Algo de incómodo e perturbador tem forçosamente de estar a ocupar o subconsciente da egocêntrica sociedade alemã para que Tsipras e Varoufakis possam ir fazendo tantas primeiras páginas dos seus grandes jornais, como ontem voltou a ocorrer com o “Die Welt”. Confirmando essa mesma ideia, dizia-me há dias uma prima que por lá se apaixonou e ficou a viver há muitos anos (ao ponto de até já votar com os puros e locais) que estranhou ouvir uma entrevista com uma política portuguesa no primeiro canal nacional, sobretudo porque “era uma perspetiva muito diferente da que aqui é mostrada pela informação”...
Paralelamente, são por todo o lado exponenciados quaisquer fait-divers que vão podendo ser utilizados como pretexto crítico, das gravatas não postas contrastando com os lenços alegadamente caros a cobrirem os mesmos pescoços, da informalidade dos comportamentos à foto-entrevista concedida por Yanis e Danae à “Paris Match” (reaproximamos os tempos em que ser comunista era distribuir os próprios bens e rendimentos pelos pobrezinhos e viver na mais humilde das misérias?). E já ninguém esconde, nem sequer os principais visados, que a questão greco-alemã atingiu claramente a dimensão pessoal (the dislike gets personal, escrevia o “New York Times” de sexta-feira) e tem o seu ponto mais alto na forte antipatia mútua entre Schäuble e Varoufakis. Com este, quando confrontado com a sua perda de confiança junto do governo germânico, a declarar de pronto e sem hesitações: “I never had it”...
Mas há mais e seguramente pior. Trata-se do prosseguimento da (in)compreensível estratégia do SPD alemão, sempre disponível para mandar o seu secretário-geral e vice-primeiro-ministro de Merkel para a frente das câmaras e dos microfones em humilde vassalagem aos seus colegas conservadores e ao provocador Schäuble em especial. Reproduzo abaixo as suas últimas palavras ofendidas, que obviamente dispensam o trabalho de qualquer tradução precisa...

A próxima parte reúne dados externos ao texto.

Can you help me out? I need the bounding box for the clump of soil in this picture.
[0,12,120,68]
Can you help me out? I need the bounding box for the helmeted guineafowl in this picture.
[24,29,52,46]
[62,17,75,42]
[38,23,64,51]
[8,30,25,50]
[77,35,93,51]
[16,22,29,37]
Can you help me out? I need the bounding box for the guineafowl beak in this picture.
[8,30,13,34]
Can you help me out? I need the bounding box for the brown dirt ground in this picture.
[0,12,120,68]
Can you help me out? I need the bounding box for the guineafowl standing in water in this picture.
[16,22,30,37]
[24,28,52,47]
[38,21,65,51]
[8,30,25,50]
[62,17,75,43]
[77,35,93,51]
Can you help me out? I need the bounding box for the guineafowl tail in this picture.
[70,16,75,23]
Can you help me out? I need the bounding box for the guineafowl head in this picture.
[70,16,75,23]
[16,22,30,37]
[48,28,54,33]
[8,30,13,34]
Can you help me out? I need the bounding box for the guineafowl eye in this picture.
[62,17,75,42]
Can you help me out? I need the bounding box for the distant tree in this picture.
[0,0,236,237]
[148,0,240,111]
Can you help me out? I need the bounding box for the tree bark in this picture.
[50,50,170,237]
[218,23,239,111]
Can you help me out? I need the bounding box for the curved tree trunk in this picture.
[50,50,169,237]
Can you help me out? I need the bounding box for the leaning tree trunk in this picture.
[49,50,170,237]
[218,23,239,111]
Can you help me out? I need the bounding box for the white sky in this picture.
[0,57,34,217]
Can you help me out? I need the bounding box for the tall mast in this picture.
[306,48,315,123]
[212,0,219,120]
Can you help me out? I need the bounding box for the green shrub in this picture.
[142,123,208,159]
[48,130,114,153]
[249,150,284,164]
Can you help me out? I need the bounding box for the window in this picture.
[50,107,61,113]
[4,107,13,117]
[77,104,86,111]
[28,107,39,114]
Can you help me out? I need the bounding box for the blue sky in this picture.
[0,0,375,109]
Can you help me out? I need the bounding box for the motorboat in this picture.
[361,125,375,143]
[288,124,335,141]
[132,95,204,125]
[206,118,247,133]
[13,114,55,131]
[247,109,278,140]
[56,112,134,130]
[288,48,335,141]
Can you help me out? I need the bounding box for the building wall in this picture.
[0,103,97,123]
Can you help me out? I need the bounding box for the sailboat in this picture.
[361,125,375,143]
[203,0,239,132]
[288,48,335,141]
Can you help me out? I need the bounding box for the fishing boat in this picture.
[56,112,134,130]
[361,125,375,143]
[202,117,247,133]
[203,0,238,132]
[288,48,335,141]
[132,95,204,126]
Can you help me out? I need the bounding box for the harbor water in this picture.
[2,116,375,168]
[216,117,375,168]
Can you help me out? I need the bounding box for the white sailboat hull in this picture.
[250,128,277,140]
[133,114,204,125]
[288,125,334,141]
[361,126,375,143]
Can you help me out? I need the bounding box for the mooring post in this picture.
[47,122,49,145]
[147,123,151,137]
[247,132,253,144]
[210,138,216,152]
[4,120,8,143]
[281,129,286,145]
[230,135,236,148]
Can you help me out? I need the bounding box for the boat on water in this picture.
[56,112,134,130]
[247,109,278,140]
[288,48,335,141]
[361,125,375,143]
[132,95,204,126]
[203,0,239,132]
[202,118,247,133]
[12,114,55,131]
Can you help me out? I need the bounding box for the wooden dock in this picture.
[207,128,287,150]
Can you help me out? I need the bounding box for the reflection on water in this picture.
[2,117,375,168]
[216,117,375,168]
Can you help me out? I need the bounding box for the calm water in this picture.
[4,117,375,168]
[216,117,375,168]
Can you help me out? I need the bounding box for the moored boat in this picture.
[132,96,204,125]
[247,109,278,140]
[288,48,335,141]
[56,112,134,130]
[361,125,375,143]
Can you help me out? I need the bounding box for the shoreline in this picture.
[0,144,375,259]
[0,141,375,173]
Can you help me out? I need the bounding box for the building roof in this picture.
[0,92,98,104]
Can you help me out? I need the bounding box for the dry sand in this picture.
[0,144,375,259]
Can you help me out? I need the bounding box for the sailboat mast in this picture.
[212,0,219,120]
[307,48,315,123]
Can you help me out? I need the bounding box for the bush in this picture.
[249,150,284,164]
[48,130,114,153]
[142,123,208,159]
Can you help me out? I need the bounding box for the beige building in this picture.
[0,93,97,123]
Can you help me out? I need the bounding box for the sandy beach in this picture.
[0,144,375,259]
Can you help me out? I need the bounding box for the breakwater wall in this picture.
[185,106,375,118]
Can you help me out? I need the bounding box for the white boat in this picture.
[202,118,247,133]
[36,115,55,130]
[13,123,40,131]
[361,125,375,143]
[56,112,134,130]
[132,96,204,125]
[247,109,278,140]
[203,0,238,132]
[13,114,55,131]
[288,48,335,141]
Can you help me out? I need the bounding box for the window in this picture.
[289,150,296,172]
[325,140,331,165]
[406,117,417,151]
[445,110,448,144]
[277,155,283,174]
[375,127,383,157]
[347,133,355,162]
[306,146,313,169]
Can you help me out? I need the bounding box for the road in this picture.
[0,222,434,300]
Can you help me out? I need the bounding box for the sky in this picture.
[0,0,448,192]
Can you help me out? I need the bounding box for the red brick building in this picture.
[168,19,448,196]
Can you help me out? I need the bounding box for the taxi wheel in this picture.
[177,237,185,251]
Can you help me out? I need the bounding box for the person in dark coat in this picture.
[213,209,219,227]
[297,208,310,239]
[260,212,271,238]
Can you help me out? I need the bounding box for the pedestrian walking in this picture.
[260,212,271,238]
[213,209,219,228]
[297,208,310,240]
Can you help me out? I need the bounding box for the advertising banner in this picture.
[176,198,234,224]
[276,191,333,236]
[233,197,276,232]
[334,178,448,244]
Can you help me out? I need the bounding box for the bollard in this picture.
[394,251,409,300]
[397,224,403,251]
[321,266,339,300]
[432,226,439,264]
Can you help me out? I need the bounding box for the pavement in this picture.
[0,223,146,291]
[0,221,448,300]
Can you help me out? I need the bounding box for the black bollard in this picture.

Ironias à parte, as coisas estão a ficar feias, portanto. Mas, estas sim, não deixam de estar nitidamente melhores do que já estiveram. Porque o que quer que venha a acontecer na e com a Grécia, estes cinquenta dias de Syriza (mesmo sem descontar os erros que possam ter sido cometidos) já valeram bem a pena. Seja ao fornecerem tristes sinais de que ainda subsistem na Alemanha entendimentos deficientes e traumas mal resolvidos sobre as responsabilidades do país e do seu povo na maior tragédia do século XX, seja ao deixarem claro que as lideranças social-democratas europeias ainda privilegiam o arcaísmo nacionalista em relação a qualquer envolvimento sério e difícil em soluções de tipo transnacional, seja ao tornarem definitivamente indissimulável a obstinada separação entre a nobreza da dignidade e a covardia do colaboracionismo...
(Nicolas Vadot, http://www.levif.be)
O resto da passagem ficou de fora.